Петр подумал, что Гучер прав. Прав как всегда. К месту вспомнилось, с каким унылым видом Остап бубнил свое вечное: «Папа, меня убьют, если не расплачусь». Да, актер из него действительно никудышный. Никакого испуга не было, пугался сам Петр, пугался, и оттого ему казалось, что сын тоже испуган.
– Ну а если они согласятся на тридцать тысяч, что тогда делать? – спросил Петр. – Отдавать им, то есть Остапу тридцать штук? Отказать совсем и сказать: «Делайте с ним что хотите», – я не могу. Всегда есть вероятность ошибки. Настоящие похитители тоже могут согласиться на треть. По принципу: с паршивой овцы хоть шерсти клок. Если не заплачу совсем, они могут разозлиться и убить Остапа. Или отрежут ему ухо… или палец и пришлют мне, чтобы я не жадничал…
– Тридцать тысяч ты заплатишь, – улыбнулся Гучер. – И Остапа тебе вернут. А потом мы с тобой, то есть я в твоем присутствии, возьму его в оборот, и если только это его рук дело, то он расколется. Не такие раскалывались. Тридцать тысяч – не такая уж большая сумма, зато ты можешь быть спокойным. Как за Остапа…
«Если бы я мог быть за него спокойным! – с тоской подумал Петр. – Хоть немного, самую малую малость…»
– …так и насчет того, что он больше не выкинет подобного номера. Возможно, он еще и деньги вернет. Все или хотя бы часть…
«Вернет, как же! Жди! А если и вернет сегодня, то завтра снова попросит. В психушку его, что ли, запереть? Хотя бы на пару месяцев? Пусть полечат, если это вообще лечится… А что толку? Он и там будет в карты играть. Что там, карт нету? В тюрьме есть, значит, и в психушке должны быть. Да и Оксана не согласится, и для репутации плохо… Когда же он, наконец, перебесится?»
Оксана, узнав о плане, предложенном Гучером, устроила Петру такую истерику, что хоть ложись да помирай.
– Ты только о деньгах и думаешь! – кричала она ему в лицо. – Что я, не знаю?! Тебе главное семьдесят тысяч сэкономить, а не сына спасти! Я сама заплачу! Продам дом и заплачу! И тебя не спрошу, боров…ев!

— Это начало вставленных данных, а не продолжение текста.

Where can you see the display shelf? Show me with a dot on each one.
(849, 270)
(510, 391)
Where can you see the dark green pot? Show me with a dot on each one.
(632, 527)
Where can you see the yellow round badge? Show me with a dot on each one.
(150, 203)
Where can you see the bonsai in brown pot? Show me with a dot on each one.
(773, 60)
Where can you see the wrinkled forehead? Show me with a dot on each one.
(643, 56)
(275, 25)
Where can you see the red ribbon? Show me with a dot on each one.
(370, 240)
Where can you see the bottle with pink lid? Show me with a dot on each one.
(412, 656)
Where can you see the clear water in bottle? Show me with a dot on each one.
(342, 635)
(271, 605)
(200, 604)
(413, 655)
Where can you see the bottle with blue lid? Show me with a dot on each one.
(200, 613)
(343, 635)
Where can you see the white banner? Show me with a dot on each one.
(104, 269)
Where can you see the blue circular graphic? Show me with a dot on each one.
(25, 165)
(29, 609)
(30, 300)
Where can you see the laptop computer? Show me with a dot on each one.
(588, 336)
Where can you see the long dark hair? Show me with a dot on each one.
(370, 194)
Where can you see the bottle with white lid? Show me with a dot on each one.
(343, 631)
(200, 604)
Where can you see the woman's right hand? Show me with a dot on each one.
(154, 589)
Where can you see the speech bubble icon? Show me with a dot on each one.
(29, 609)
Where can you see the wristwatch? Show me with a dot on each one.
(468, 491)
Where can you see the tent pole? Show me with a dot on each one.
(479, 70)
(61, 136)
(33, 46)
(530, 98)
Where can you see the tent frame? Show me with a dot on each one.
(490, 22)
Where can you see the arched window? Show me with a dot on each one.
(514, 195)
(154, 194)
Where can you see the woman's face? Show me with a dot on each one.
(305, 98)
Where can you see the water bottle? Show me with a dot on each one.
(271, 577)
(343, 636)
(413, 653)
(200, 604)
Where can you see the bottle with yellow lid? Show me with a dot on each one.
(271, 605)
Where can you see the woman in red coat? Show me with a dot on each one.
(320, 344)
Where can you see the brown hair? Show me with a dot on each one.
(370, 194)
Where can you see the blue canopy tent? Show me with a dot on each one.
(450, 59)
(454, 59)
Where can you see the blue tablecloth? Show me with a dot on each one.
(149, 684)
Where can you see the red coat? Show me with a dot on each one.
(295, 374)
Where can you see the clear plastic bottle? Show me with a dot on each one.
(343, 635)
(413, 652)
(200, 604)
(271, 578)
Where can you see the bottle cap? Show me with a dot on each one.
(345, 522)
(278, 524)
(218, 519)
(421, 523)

Это внезапное «боров» обидело Петра невероятно. Какой он боров? Ну, есть немного лишнего весу, но сто килограммов при росте метр восемьдесят два – это не так уж и много. Тем более для его возраста. Через два года юбилей праздновать – полвека. Эх, дожить бы еще… Долго ли до инфаркта или кондратия, когда ни дома, ни на работе покоя нет. Дом она продаст… Дай ей волю, она все продаст и отдаст деньги этому остолопу, чтобы он их спустил… Что делать? Как быть с Остапом? Как жить с Оксаной? В шахматах это называется «патовая ситуация». В жизни это называется разными словами – мрак, жуть, тупик, безнадега… Но лучше всего для характеристики сложившейся ситуации подходит слово «жопа». Точнее не скажешь. Петр вдруг понял, почему некоторые богачи вдруг бросали все и уходили в монастырь. Раньше удивлялся, не понимал, а теперь вдруг понял. На самом деле люди бежали от мирской суеты в поисках покоя. Вот от такой, например, суеты, как у него. Хочешь не хочешь, а подумаешь о том, сколько еще жить осталось и зачем она нужна, вся эта нервотрепка.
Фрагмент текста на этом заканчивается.